The brain is ten times more active than previously thought

ByBryan Jones

Up to now, dendrites of nerve cells have been thought to be a role to passively receive and flow signals, but in recent research dendrites themselves have created "spikes" which are one of electric signals It is confirmed that it is. And in a new study, the amount of spikes produced by dendrites turned out to be ten times the amount of spikes that nerve cell bodies have been thought to produce. There is a possibility that fundamental reversal of common sense of cranial nerve science will occur.

Brain is ten times more active than previously measured | Science Bulletin
http://sciencebulletin.org/archives/11147.html

Brain is 10 times more active than previously measured, UCLA researchers find | UCLA
http://newsroom.ucla.edu/releases/ucla-research-upend-long-held-belief-about-how-neurons-communicate


Nerve cells in the brain have a central nerve cell body and dendrites and axons extending therefrom, the nerve cell body produces an electrical signal called "spike", and functions by exchanging signals with other neurons doing. At this time, dendrites have been activated for a long time by being activated by spikes and only receiving passive signals passively, but recent studies have shown that dendritic cells can only passively signal signals It turned out that they themselves are producing signals.

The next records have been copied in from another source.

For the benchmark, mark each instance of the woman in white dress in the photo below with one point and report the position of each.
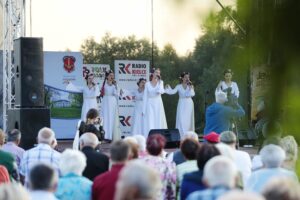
(228, 84)
(137, 125)
(185, 119)
(109, 108)
(153, 108)
(90, 93)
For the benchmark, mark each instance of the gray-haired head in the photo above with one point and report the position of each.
(14, 136)
(138, 181)
(88, 140)
(272, 156)
(72, 161)
(190, 135)
(220, 171)
(141, 142)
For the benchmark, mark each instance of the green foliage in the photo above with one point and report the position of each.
(213, 52)
(112, 48)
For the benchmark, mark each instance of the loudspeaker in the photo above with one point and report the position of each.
(29, 66)
(29, 121)
(172, 136)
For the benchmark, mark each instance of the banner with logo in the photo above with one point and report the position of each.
(60, 68)
(127, 74)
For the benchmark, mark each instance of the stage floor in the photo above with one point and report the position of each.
(63, 144)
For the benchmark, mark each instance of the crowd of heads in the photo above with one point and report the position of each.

In a new research conducted by researchers at the University of California, Los Angeles (UCLA), we found that "how dendrites produce spikes in their natural state" and "how often spikes are created" Was revealed. Since the dendrites are delicate, attaching electrodes to the dendrites of moving rats will damage the cells and will not give the correct result. For this reason, it has been considered very difficult to measure electric signals generated by dendrites, but UCLA is not a dendritic itself, but a new method of placing electrodes near dendrites Did.

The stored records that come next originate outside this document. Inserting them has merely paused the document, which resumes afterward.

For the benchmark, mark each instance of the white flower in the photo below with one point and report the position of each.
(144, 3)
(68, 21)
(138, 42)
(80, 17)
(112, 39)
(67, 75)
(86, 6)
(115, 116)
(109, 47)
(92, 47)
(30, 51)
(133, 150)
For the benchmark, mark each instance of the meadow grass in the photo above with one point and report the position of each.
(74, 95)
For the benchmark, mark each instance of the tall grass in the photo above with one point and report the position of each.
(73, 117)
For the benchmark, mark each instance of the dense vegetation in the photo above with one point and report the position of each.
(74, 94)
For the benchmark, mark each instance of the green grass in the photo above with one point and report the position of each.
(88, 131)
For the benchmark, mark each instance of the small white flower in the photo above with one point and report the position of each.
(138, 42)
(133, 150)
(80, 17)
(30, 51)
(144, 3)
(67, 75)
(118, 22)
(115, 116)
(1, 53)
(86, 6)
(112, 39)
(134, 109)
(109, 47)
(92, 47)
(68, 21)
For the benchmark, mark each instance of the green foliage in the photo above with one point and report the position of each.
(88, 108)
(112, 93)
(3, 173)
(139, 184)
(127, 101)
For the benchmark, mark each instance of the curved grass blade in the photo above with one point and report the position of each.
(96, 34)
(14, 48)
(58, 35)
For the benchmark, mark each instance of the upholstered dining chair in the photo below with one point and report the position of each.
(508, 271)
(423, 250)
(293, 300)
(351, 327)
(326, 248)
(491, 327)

In common sense until now, it has been thought that nerve cell bodies produce spikes when perception, memory, learning, etc. are done, but in UCLA's research, it is activated in the brains of animals who move freely Observed that dendrites that are producing 10 times the spikes of neuronal cell bodies. The fact that dendrites constitute more than 90% of the nervous tissue and the fact that dendrites produce more spikes than neuronal cell bodies suggests the essence of the information processing of the brain that we currently understand Researchers are talking about fundamentally changing.

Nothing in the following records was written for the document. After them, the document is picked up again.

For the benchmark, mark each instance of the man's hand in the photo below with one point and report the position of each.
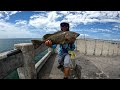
(48, 43)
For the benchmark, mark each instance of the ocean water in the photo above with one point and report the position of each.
(8, 44)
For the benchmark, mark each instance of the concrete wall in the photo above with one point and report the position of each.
(97, 47)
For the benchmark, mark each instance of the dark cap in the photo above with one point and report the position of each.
(64, 24)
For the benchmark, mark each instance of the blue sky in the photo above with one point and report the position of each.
(35, 24)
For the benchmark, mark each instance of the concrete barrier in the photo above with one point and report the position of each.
(98, 47)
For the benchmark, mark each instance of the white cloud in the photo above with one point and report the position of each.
(7, 14)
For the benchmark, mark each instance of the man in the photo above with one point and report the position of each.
(63, 56)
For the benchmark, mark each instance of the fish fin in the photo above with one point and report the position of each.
(36, 43)
(46, 36)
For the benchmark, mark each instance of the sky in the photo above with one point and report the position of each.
(35, 24)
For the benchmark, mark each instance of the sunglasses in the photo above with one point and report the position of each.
(64, 25)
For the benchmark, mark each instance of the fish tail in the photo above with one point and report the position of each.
(37, 43)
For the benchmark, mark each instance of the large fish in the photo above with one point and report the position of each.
(60, 37)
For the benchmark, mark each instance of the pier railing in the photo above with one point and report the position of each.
(22, 59)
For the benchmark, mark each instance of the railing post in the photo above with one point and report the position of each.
(28, 70)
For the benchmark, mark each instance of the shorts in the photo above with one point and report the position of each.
(64, 60)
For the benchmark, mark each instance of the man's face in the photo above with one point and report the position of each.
(64, 28)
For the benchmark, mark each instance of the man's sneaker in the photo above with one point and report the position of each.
(60, 66)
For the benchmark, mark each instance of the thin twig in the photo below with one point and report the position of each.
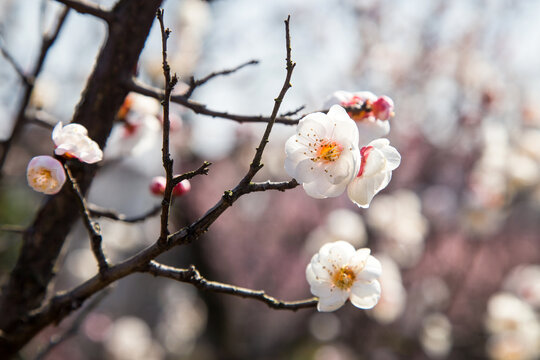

Also, the neuron body produces only the spike which is a signal of "0 or 1", but the dendrite produces an electric signal which is different from the spike and the wave size differs and is larger than the spike Thing. Mayank Mehta, Professor of Physics, Astronomy and Neurobiology at UCLA, "We realized that dendrites are processing both digital and analog information, analog information processing is complete It is fundamentally different from a digital computer and resembles a quantum computer. "" The fundamental belief in neuroscience was that "neurons are digital devices." It is whether or not to create a spike However, the results of this study showed that the dendrite was not a complete digital device.With digital processing of 0 or spikes, it is not 0 or 1, analogue It also showed the change, which is an important starting point for neuroscientists believing for 60 years. " According to Professor Mehta, the dendrite has a volume 100 times that of the center of neurons, so if the dendrites are creating spikes, the brain can have 100 times the capacity previously thought It is said that there is sex.

ByDjneight

"Many of the previous models thought that" learning "would occur when two cell bodies were activated at the same time, but our findings show that" learning "involves neurons that input It may mean that dendrites may be activated at the same time, and at that time, another timing, another dendritic dendrite may be activated, even within a single neuron Jason Moore, a researcher, said that there are possibilities for various "learning" methods. Also, Professor Mehta said, "Studies of the function of the brain have been focused on the neuronal cell body, due to technical difficulties, but we have found something hidden behind neurons "Our findings will change our understanding of how nerve cells process information in a wide range".